Изменить стиль страницы

Перепадали дожди. С утра небо начинало хмуриться. Выходили на пожню озабоченные. Однажды замочили сено. Третьей бригаде повезло: у них в этот день не было уборки — косили. Вставали до солнышка и уходили после заката. Перед последней пожней быстро стали нагонять Никиту. Все решал один день. Никита скосил последнюю пожню, третья бригада не успела. Если завтра вёдро, Никита успеет закончить все. Если помешает дождь, третья бригада выйдет вместе с ним.

Солнышко село в облака.

— Бывает, что и разнесет, — неуверенно говорил Трофим и смотрел на запад.

Возвращались ночью. Шли через овраги, кустарники.

Степка играл на гармошке. Он только учился. Еле тянул. Гармонь была старая, разбитая. Егор шел в толпе под руку с Анной и пел новые частушки.

Никита оставался поправить изгородь. Он догнал Татьяну. Татьяна шагала тяжело, сутулилась и покачивалась на ходу. Он давно присматривался к ней. Иногда в разгар работы тихонько подходил, шептал: «Сядь, посиди» — мягко отбирал косу.

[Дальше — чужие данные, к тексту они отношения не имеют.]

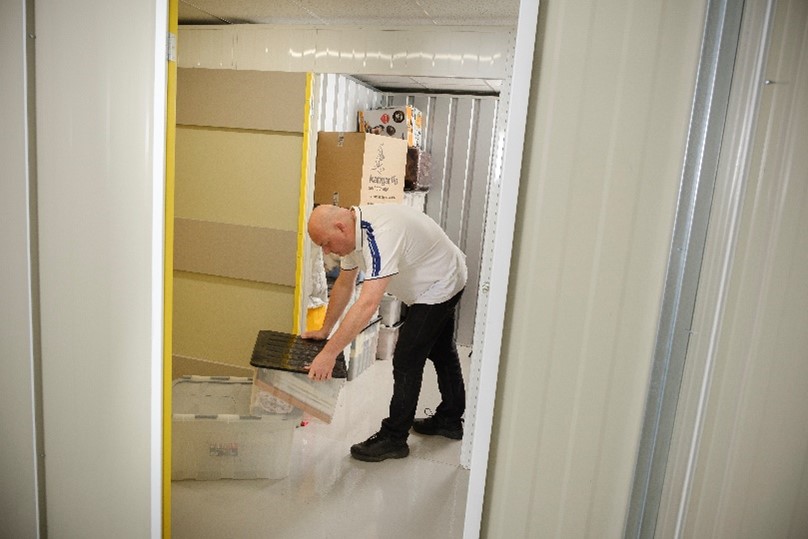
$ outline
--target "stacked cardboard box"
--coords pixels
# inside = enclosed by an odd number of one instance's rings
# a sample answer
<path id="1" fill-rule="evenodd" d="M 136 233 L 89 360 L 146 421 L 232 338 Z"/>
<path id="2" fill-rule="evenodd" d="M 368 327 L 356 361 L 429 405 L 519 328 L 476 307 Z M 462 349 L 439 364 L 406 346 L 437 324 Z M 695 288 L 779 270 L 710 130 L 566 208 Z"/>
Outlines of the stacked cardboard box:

— Завтра тебе ходить не надо. Без тебя закончим, — сказал он, поравнявшись с Татьяной, и, видя, что она нахмурилась, вздохнул: — Сердце у тебя молодое, а руки старые. Что с тобой делать?

Анна обернулась и, увидев Никиту, задержалась, стала что-то поправлять у своей обуви. Никита обрадовался и испугался. Невольно замедлил шаг. Она пошла с Татьяной, наклонилась к ней, что-то тихонько спрашивала.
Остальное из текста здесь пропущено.